3.2.1. Gated Convolution
Conventional convolution treats each pixel equally when extracting layers of features. Gated convolution distinguishes the valid and invalid pixels in cloud repairing and automatically updates the cloud mask through learning.
Table 4, where STGCN_CC indicates that common convolution layers replace the gated convolution layers, shows their difference in data I. After introducing the gated convolutions, all of the indicator scores improved, especially the mPSNR score, which increased by 2.3. The significant improvement of PSNR intuitively indicates that the details and textures blurred by common convolutions were repaired by the gated convolutions.

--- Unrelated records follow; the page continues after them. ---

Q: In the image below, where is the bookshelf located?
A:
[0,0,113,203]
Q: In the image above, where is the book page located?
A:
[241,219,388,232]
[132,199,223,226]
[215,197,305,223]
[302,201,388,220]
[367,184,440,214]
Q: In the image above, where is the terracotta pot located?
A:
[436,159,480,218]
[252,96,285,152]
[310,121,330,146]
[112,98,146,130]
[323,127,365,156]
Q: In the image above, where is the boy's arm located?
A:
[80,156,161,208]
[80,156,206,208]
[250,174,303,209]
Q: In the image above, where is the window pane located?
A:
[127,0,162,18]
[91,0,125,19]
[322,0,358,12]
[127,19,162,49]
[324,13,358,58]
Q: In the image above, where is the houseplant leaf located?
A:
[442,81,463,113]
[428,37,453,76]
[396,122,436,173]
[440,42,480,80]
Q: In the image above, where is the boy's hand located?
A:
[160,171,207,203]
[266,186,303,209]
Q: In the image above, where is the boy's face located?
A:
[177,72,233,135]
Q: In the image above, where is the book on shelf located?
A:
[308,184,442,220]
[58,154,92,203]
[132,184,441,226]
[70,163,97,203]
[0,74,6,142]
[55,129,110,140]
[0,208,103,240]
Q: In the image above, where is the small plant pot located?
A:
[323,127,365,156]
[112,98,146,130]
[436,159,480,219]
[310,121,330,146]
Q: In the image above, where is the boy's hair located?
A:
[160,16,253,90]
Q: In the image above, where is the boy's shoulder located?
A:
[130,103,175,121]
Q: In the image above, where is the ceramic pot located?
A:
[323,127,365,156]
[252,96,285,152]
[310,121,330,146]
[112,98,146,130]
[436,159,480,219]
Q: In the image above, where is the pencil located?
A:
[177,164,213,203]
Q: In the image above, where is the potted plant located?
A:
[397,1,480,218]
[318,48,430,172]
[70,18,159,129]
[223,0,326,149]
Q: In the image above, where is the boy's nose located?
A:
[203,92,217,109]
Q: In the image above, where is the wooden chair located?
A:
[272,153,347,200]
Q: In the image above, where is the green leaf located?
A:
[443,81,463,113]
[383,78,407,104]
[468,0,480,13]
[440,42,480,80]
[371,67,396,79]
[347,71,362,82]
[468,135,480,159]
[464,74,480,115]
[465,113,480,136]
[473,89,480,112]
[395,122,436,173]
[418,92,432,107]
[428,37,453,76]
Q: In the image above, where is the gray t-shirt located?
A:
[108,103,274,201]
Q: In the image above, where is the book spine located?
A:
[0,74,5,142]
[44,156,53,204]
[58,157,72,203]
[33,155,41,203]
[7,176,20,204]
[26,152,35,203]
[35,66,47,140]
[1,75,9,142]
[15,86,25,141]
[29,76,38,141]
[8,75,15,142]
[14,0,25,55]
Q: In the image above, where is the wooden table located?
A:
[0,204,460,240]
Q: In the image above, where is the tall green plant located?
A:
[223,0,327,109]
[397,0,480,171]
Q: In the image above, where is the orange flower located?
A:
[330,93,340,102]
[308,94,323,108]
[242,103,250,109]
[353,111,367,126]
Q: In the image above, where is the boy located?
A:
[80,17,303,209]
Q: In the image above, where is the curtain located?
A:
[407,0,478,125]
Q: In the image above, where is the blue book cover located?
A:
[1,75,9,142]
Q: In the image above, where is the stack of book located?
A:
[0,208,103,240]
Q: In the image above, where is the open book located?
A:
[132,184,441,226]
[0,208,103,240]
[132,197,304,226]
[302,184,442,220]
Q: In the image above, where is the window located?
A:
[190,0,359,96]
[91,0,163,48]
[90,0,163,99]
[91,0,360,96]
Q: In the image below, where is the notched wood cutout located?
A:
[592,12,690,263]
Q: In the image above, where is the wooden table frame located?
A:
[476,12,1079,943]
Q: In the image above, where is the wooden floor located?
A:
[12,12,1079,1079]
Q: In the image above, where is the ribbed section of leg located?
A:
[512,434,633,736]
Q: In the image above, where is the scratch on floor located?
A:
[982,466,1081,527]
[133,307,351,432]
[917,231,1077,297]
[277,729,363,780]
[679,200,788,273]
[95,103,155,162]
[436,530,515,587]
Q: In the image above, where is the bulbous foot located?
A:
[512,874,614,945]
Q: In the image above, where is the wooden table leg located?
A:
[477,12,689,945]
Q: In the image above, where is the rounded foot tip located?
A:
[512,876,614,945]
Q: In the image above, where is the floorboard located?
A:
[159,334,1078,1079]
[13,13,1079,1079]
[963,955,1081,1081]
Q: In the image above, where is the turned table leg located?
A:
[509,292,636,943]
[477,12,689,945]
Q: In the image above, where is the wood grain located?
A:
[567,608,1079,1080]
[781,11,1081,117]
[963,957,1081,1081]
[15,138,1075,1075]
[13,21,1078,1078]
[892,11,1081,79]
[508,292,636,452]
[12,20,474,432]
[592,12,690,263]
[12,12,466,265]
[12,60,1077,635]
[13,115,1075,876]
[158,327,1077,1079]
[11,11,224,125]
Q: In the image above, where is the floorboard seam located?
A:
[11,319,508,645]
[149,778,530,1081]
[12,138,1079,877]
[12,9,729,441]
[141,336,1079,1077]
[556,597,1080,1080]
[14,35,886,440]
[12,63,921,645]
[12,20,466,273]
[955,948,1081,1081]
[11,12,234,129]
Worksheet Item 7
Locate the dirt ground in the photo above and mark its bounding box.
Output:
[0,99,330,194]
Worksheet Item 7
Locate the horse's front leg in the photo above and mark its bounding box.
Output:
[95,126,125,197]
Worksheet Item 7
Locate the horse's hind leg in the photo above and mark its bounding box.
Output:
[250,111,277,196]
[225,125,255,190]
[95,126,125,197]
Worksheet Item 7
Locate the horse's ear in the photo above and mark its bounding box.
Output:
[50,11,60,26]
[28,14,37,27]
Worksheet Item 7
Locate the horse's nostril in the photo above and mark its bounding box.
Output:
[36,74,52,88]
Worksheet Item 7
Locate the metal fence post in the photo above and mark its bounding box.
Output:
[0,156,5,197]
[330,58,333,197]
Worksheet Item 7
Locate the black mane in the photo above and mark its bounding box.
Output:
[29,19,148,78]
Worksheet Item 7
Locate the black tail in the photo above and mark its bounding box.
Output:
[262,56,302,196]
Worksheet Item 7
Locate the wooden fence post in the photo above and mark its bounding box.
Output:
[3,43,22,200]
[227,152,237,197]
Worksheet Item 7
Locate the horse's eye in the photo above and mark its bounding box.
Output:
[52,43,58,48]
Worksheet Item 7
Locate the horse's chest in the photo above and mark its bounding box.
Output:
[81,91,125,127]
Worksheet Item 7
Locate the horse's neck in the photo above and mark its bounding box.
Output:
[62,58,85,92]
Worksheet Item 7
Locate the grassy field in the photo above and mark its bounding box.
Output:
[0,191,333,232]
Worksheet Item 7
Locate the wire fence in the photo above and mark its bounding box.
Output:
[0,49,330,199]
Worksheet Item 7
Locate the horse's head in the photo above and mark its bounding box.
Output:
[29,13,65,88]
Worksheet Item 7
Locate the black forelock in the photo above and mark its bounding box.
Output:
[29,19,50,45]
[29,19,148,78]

3.2.2. Sub-Pixel Convolution
An up-sampling operation is commonly applied in a fully convolutional network several times to enlarge the compact features up to the size of the original input images. In previous studies, it was mathematically realized by the nearest interpolation, bilinear interpolation, and deconvolution. In this paper, we introduced a sub-pixel convolution to rescale the features, which is also called pixel shuffle.
Table 5 shows the powerful effect of sub-pixel convolution. The mPSNR of STGCN was 2.4 higher than STGCN with the nearest interpolation (NI), and 1.2 higher than up-convolution (UC). The effectiveness of sub-convolution may relate to the special object we face: The fractal structure of clouds requires a more exquisite tool to depict the details of the outlines.
3.2.3. Joint Loss Function
Although MSE loss, a pixel-level similarity constraint, was commonly used for CNN-based image segmentation and the inpainting of natural images in computer vision, it was far from enough for the restoration of remote sensing images. This paper introduced a joint loss function that targeted not only pixel-level reconstruction accuracy but also the feature-level consistency and color/texture consistency of the neighboring regions of cloud outlines.
Table 6 shows the effectiveness of the perceptual loss designed for feature-level constraint and the TV loss for color consistency. With the optimized weights that were found empirically, the introduction of the new loss component one at a time gradually increased the mPSNR score up to 3.4 growth.
3.2.4. Multi-Scale Module
Table 7 shows the effects of the multi-scale module. When the module for receptive field expanding and multi-scale feature fusion was introduced, there was a slight increase of mPSNR, and the other indicators remained almost the same, which indicated that the module works but was less important than the above three improvements.
3.2.5. Addition Layer
Addition layers were implemented in both of our main building blocks, the GCB_A and GCB_B, in the encoder and decoder, respectively (
Figure 7). The base of GCB_A is a ResNet-like block with a short skip connection; and the base of the GCB_B was a series of plain convolution layers. After the additional shortcuts were added to the bases, we saw from
Table 8 that the mPSNR score improved by 0.7. As a variation of a skip connection, the addition layer seemed to be effective in cloud removal, which indicated that the frequent short connections, which have widened communication channels between different depths of layers, can improve the performance of a cloud removal network, which resembles the findings in close-range image segmentation or object detection.